Kur'anın teşbihi anlatım özelliğine uygun olarak Musa as ın elindeki asa'nın yılan haline dönüşerek sihirbazların "ifk" olarak nitelendirilen sihirleri yutmasının üzerinden verilmek istenen mesaj, Allah cc tarafından sahip olunan güce dayanan mü'minlerin o gücü arkalarına alarak küfrün kalelerini yıkabilme gücüne sahip olacaklarıdır. Kur'an kıssalarında anlatılan bu tür sıradışı olayları farklı yorumlayıp asa'nın yılan olmasının imkansız olacağını iddia eden düşünce sahiplerinin kur'anın anlatım uslubunu anlamadıklarını düşünmekteyiz.Musa as 'ın asası üzerinden verilmek istenen mesaj biim elimizdeki kur'anın bize emredildiği şekli ile uygulanıp hayata aktarıldığı takdirde asa misali bütün ifkleri yutacağıdır, maalesef bu mesaja değilde asanın yılan gerçekte yılan olup olmadığı şeklindeki kısır tartışmalar bizleri bu tür mesajları doğru anlamaktan alıkoymaktadır.

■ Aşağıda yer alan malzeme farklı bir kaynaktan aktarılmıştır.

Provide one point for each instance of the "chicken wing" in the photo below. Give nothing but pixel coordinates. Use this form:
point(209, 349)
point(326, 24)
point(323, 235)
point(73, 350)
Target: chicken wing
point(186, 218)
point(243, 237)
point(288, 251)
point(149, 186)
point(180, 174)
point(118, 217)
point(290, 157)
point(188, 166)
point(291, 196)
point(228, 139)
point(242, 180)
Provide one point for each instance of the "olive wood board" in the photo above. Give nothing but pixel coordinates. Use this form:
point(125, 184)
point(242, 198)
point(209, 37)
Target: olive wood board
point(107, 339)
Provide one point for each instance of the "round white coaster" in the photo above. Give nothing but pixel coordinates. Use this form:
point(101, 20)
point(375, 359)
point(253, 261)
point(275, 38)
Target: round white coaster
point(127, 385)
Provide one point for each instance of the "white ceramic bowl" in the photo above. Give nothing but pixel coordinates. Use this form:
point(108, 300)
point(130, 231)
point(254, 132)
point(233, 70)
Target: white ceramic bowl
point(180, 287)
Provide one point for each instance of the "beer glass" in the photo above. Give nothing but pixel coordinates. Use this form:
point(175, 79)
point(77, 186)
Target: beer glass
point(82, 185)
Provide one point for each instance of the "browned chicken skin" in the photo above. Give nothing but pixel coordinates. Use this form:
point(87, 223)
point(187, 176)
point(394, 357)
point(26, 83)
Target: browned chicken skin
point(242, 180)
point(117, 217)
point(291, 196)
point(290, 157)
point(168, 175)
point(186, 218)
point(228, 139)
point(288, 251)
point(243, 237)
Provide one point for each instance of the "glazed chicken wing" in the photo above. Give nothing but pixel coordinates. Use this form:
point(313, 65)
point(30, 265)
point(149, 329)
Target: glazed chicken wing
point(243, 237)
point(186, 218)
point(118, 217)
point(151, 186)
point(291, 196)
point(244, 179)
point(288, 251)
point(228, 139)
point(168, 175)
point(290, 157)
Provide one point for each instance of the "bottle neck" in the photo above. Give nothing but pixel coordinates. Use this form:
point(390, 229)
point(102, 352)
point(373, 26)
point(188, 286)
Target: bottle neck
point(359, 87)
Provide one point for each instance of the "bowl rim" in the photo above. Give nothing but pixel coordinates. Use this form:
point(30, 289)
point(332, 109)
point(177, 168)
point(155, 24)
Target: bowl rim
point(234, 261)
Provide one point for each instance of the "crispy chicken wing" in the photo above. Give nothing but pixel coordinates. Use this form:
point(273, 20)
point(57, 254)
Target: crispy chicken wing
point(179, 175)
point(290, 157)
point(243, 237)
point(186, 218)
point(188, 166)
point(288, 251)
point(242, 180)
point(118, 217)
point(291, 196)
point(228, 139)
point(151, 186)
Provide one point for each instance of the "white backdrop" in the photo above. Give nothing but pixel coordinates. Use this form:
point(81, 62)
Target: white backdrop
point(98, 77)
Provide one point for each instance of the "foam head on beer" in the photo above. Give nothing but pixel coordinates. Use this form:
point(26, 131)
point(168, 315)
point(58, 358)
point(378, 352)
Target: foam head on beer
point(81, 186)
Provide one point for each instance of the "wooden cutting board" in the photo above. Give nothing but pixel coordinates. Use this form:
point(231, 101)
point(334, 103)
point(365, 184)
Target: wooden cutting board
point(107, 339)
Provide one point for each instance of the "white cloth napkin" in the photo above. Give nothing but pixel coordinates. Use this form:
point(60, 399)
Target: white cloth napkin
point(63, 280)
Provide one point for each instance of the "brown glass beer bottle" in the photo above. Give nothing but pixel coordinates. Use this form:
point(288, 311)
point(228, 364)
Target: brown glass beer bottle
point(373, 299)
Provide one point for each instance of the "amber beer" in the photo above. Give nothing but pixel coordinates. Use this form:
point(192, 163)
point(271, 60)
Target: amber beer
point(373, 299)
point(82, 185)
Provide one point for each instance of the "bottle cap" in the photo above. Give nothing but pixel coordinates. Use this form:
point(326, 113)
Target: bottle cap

Sonuç olarak; kur'anın değişik ayet ve surelerinde geçen "ifk" kelimesi ve türevlerinin , sözlük anlamına uygun olarak "herkesin tabi olduğu kıstas'ın karşısındaki farklı düşünce" olarak tarif getirilecek olursa, kur'an karşıtlarının vahye karşı geliştirmiş olduğu her türlü farklı düşünce "ifk" olarak nitelendirilmesine karşın , kur'anın karşısındakilerde o vahye aynı şekilde "ifk" ismini takmışlardır. Ancakmü'minler açsından tek gerçeğin vahyin ortaya koyduğu gerçekler olduğu hatırlanacak olursa kur'anın karşısına çıkan her türlü ifk Musa as asası örneği üzerinden vahyin karşısında yok olmaya mahkumdur. Aişe validemize yapılan zina iftirasıda aynı şekilde "ifk" olarak nitelendirilmiş ve bu iftira vahy ile ortaya konulup yokedilmiştir.Kur'anın görselleştirme metodu ile verdiği bu örnekler muhatpların olayı daha kolay ve gerçek olarak anlamasını sağlamak amacıyla kullandığı bu tür yöntemler kur'anın pek çok ayetinde karşımıza çıkmaktadır.